Viewing the log files of a backup job has a big display of what was seen as changed, for example:

and Complete log button has a little bit more information. You can also run The COMPARE command.
I think the default versions are the most recent two, and if so you can see your multi-hour backup detail.

This is controlled by you, so specifically if space usage bothers you, change your retention settings on Options screen. Default keeps all versions, therefore usage builds up. Also don’t disable autocompact.

Compacting files at the backend is what releases space turned to waste from backup version deletions.

Henr · September 10, 2023, 7:17pm

I just did a manual Compact. That didn’t help anything.
By the way: It was a long time ago I choose Smart Retention, and it’s still on.

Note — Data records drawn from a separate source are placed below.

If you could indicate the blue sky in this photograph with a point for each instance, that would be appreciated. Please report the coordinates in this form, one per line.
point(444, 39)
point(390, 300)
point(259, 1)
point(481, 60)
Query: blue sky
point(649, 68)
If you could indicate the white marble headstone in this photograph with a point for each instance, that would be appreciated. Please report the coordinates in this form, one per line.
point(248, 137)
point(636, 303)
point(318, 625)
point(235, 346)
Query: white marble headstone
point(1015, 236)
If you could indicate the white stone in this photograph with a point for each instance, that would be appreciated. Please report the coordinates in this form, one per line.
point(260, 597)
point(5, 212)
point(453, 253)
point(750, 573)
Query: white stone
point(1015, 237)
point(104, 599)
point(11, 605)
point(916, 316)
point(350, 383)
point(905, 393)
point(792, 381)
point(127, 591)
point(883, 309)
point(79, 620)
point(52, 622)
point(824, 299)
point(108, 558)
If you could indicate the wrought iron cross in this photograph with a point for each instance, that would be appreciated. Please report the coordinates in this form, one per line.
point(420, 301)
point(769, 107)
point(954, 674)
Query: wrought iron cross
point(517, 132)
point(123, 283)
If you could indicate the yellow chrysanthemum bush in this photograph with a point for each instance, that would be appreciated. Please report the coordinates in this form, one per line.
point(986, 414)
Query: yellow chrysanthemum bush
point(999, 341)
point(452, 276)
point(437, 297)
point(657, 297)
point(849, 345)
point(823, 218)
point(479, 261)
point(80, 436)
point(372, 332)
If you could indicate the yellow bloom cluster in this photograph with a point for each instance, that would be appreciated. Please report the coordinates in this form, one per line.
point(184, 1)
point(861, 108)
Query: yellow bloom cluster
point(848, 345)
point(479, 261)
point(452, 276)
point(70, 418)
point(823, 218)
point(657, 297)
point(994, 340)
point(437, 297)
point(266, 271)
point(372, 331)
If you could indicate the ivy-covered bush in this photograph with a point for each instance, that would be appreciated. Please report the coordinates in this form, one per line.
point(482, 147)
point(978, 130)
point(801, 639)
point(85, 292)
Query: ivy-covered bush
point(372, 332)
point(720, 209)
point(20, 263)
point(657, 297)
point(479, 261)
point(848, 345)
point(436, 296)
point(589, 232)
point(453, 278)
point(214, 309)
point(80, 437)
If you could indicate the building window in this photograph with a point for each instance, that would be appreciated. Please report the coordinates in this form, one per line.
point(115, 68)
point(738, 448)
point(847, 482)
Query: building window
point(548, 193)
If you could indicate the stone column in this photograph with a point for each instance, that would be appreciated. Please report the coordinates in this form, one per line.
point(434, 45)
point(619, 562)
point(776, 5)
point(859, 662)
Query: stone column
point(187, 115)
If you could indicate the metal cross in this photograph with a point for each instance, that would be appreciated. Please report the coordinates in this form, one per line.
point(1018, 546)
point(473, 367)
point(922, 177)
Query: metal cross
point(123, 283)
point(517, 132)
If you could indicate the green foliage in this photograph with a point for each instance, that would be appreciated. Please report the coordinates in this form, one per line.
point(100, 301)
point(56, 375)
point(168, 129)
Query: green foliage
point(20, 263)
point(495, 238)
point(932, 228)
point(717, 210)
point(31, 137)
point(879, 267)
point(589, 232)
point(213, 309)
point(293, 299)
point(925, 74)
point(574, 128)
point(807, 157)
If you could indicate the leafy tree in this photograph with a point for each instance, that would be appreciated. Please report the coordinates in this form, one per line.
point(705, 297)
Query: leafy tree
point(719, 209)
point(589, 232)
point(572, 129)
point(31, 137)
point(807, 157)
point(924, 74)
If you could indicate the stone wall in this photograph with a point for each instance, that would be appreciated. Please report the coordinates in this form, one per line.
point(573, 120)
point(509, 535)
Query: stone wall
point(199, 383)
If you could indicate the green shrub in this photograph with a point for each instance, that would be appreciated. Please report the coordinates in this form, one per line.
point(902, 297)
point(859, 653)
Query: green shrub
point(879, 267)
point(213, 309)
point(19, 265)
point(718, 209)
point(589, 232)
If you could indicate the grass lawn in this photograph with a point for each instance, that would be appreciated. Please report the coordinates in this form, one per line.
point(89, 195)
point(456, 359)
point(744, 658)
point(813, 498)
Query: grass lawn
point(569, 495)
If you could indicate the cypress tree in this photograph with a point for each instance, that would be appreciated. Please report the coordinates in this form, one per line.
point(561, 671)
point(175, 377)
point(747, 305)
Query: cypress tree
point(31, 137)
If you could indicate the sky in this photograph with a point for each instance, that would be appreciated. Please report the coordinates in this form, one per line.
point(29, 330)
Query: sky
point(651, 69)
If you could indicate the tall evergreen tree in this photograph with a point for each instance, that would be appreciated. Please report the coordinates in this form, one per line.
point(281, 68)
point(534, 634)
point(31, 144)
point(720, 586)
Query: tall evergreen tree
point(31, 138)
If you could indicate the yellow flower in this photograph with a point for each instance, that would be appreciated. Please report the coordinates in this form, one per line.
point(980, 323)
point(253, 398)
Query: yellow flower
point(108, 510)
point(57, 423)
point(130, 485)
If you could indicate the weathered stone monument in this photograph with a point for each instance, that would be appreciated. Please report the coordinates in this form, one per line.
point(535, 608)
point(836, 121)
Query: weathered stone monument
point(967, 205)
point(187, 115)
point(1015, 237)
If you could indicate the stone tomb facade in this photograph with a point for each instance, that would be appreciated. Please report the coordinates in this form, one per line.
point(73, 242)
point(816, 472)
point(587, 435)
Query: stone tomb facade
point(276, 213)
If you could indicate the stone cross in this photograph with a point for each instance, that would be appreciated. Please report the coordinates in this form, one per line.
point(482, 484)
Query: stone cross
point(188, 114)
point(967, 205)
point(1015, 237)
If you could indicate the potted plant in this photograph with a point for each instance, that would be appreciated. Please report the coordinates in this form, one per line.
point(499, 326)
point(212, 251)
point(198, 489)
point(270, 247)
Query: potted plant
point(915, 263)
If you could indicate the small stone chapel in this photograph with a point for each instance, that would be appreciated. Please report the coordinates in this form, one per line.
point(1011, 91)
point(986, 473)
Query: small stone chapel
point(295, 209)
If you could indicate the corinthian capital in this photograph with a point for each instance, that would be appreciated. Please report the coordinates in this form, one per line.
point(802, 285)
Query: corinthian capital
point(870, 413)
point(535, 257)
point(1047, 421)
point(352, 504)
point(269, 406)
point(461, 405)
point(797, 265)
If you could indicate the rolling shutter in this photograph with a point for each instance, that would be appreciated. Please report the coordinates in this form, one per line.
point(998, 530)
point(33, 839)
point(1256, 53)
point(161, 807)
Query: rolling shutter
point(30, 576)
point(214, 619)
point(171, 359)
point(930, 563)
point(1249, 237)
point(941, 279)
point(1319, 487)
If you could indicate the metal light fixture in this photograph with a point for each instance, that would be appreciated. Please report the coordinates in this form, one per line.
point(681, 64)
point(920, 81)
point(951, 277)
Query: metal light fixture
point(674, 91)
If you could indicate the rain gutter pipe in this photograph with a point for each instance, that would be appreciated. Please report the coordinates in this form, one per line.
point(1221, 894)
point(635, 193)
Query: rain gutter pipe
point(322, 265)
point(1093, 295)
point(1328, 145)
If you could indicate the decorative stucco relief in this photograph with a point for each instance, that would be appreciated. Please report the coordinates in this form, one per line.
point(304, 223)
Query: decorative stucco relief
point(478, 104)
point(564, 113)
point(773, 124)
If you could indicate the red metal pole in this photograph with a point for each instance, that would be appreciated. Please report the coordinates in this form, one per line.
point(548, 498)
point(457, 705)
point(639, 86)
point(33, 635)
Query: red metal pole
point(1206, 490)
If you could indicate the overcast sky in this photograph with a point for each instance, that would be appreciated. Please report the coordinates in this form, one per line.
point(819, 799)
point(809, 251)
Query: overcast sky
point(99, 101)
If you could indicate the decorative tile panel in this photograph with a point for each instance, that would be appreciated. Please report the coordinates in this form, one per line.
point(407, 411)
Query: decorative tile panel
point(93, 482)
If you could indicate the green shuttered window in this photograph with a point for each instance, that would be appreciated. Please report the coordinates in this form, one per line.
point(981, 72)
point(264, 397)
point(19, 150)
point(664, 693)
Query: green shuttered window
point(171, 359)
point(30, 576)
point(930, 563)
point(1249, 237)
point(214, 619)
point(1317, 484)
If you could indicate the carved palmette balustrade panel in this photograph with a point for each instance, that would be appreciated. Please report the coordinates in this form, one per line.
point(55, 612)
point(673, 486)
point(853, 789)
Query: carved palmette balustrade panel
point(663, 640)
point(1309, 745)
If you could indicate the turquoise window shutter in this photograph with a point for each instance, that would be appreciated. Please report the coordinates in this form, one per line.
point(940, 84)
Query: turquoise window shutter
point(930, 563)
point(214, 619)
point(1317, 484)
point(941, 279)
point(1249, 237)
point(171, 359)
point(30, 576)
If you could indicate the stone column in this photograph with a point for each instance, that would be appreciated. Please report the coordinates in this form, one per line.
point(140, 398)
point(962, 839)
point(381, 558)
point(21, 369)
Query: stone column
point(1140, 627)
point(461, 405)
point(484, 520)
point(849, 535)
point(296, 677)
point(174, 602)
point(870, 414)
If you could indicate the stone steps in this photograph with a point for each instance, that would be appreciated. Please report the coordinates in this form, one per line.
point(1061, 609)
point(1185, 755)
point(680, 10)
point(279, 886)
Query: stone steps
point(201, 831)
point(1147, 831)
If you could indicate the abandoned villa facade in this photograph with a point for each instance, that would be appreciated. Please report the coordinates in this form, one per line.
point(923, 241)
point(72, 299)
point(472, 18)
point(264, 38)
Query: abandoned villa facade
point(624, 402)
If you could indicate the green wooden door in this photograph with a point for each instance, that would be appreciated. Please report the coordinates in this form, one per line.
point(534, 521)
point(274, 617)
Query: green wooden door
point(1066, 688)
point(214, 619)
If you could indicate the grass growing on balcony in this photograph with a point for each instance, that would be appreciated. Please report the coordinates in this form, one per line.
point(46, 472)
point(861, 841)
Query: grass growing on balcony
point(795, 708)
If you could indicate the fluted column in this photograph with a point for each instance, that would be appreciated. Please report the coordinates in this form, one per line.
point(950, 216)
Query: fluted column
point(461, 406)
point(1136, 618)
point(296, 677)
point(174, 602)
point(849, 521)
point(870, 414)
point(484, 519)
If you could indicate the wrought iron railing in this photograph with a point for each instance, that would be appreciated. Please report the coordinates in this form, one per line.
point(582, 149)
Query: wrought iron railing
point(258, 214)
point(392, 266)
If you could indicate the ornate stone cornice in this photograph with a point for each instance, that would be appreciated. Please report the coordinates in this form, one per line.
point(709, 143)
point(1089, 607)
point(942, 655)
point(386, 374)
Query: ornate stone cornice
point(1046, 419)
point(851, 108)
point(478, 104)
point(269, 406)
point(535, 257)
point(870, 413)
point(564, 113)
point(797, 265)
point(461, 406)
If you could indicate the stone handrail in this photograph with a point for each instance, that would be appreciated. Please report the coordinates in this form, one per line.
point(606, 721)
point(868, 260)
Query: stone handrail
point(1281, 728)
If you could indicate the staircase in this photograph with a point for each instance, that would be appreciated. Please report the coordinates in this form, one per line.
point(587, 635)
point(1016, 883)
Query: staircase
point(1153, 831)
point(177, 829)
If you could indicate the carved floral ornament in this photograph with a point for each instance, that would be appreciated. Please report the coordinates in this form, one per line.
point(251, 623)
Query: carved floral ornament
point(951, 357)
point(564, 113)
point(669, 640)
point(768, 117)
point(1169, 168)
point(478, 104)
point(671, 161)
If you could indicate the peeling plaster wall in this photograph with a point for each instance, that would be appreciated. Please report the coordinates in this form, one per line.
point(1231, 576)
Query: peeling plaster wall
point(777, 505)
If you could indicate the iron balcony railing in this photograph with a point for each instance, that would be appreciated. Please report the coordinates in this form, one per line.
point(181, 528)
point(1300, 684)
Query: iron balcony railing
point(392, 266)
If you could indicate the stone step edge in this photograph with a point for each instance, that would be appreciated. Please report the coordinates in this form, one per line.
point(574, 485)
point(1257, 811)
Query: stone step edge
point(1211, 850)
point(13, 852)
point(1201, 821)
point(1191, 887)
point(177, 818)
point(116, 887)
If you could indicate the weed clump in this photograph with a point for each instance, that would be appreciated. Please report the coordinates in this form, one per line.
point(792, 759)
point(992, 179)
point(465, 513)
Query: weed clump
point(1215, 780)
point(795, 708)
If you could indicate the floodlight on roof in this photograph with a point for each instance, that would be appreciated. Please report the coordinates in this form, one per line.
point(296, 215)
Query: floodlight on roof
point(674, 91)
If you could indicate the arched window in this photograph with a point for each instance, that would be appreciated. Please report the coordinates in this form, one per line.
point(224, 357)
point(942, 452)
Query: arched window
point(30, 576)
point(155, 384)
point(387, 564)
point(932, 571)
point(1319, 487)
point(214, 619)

ts678 · September 10, 2023, 8:09pm

I’d say you have some new data. You suspect it’s redundant. I suspect it’s not (at the block level).
You certainly have a lot of other tests suggested, but not done. I can even have you open the DB,
or you can take the approach you chose when we asked for Verbose log – instead, just wait a bit.

EDIT 1:

Another lightweight way to review the busy backup is to open Complete log, Copy log, paste it.

EDIT 2:

Not surprising. If you still have autocompact turned on, a manual will get no further than automatic.
The COMPACT command does have lots of adjustments, but it’s questionable if you want to tweak.
If you have an actual space shortage, fewer versions can help, smaller backup can help, and prune (carefully used because accidents are bad) can help. But the first step is to examine the situation…